In my impression, there is the shadow of the Bank of China in a corner, but the road is a bit far, and I don't want to go that far. And the "little perfection" has to give change to take away, and I don't want to buy anything but glasses. Well, in such a complicated state of mind, I just walked around the neighborhood to see where there might be a Bank of China.

Obviously, I don't know. I checked it with Baidu Maps, but I couldn't find it clearly. Moreover, I didn't ask anyone. And so, stupidly, walking everywhere, looking everywhere, like a completely disoriented person.

I couldn't help but ask myself, what am I doing this for? Did I really come out to buy glasses? Wouldn't I just buy glasses and go back empty-handed? Wouldn't that be meaningless? Why should it be meaningful? Why should everything be meaningful?

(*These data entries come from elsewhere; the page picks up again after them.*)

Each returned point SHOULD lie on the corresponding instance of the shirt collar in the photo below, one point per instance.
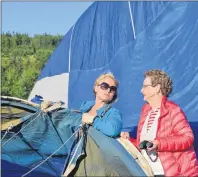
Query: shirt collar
(89, 104)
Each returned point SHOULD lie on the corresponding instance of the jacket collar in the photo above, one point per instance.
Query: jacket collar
(89, 104)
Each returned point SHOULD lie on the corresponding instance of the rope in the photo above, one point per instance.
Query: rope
(21, 129)
(52, 153)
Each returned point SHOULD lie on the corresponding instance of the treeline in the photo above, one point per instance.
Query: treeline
(23, 58)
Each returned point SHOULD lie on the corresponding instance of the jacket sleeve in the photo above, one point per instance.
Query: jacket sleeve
(182, 136)
(110, 125)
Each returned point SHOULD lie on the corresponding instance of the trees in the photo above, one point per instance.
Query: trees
(23, 58)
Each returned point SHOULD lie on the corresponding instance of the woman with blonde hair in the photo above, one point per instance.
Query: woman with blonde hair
(164, 135)
(99, 112)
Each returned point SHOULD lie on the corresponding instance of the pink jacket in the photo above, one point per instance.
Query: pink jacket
(175, 139)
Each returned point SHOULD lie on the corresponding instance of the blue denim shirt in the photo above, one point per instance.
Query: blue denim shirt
(110, 123)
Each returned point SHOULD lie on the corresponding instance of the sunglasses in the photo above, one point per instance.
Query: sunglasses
(105, 86)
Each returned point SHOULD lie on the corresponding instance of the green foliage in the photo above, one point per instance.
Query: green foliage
(22, 59)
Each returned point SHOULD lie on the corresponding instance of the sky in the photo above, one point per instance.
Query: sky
(55, 18)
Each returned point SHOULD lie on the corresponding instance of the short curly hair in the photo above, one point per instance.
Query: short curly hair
(160, 77)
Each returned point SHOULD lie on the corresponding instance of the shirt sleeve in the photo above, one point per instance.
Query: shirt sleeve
(110, 124)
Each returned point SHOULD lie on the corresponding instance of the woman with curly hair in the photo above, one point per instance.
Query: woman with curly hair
(164, 135)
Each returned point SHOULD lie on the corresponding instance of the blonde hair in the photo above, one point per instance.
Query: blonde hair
(160, 77)
(101, 77)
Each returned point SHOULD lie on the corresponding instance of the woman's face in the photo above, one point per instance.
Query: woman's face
(148, 90)
(106, 89)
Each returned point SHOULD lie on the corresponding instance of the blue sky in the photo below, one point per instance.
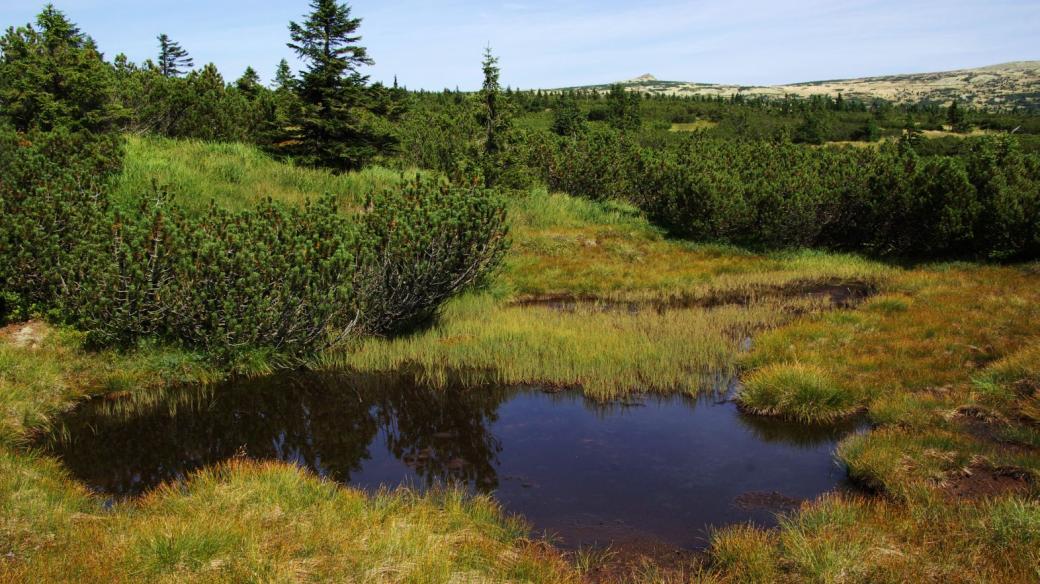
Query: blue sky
(550, 44)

I kept walking, I kept going, and I didn't see it for a long time. If I had spent all this time going to the Bank of China, which I already knew but a little far away, I might have already gotten the money and gone back to buy glasses.

What's the point of me doing this?

Why am I so obsessed with everything having to be meaningful?

Finally, I was going to buy something in exchange for a dollar in change.

So what should I buy?

I stopped when I passed a stall selling hot milk tea. Hot milk tea. Well, in my memory, I only drank hot milk tea once when I was in elementary school, the only time. My sister bought it for me, and she asked me if I wanted to drink it hot or cold. I was curious because it was the first time I heard that there was hot milk tea. So, that time I drank a cup of very warm milk tea and had a good memory in my heart.

When I heard the sound of hot milk tea being sold, my memories were awakened. So, bought a cup.

While giving money, suddenly a young mom with a bottle of water asked me to help unscrew the cap.

This situation rarely happens to me. I took the bottle of water and unscrewed it naturally. Next to the young mother was a little child, who also had a bottle of water in his hand, and he was going to hand it to me. Again, naturally, the bottle cap was unscrewed and handed back to the mother and son.

Then the young mother smiled and thanked me, and I smiled. Actually, I didn't really see the young mother at that time, because I was planning to pay for milk tea. However, I am very happy in my heart, because it helps others.

After getting the hot milk tea, take a sip, not the taste of childhood. It feels warm, though.

The joy of helping people seems to be even happier than when I go on a small trip!

Then, my seemingly meaningless walk felt meaningful because of this simple help. It seemed to awaken something that had been forgotten in me......

Nothing is in vain, although it is tiring to insist on its meaning, but I like it, I think, worth it!